СС. Гл. 12. Федя и Фелицата

Виорэль Ломов
Г л а в а 12.
Федя и Фелицата.


Федор упал ничком на кровать, уткнулся лицом в подушку и уснул. Он не слышал, как вернулись ребята, спрашивали его о чем-то, как оделись и ушли. Проснулся он лишь к вечеру, а во сне видел Фелицату. Он и во сне не мог, как следует разглядеть ее лица, хотя она была совсем рядом с ним, как тогда, в детстве.

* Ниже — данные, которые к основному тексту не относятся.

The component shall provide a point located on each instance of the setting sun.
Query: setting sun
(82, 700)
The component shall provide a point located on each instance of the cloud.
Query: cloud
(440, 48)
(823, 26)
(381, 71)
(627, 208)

Много лет он никак не может вспомнить ее лица и никогда не может забыть его. Он помнит лишь необычайное волнение, когда его взгляд сливался с ее взглядом. Что чувствовала она, он не знал, так как сам не чувствовал в тот момент никакой реальности, он словно парил во сне среди поистине Блоковских видений, туманов и фантазий. Ему казалось, что один глаз у Фелицаты был приоткрыт чуть-чуть больше другого, но это, может быть, оттого, что он смотрел на нее всегда снизу вверх и сбоку…


Напротив старого приземистого дома Дерейкиных с каменной кладкой вокруг двора, за сплошным деревянным, что казалось всем станичникам просто диким, забором возвышался новый дом Вороновых, выстроенный на пустыре.

Что это была за семья, родители и двое детей, — никто толком не знал, так как Вороновы сами не ходили ни к кому и к себе никого не приглашали. А если с ними кто и заводил разговор, те смотрели на него в упор черными, бесстрастными, как у кошки, глазами и молчали. В конце концов у всех пропала охота общаться с ними.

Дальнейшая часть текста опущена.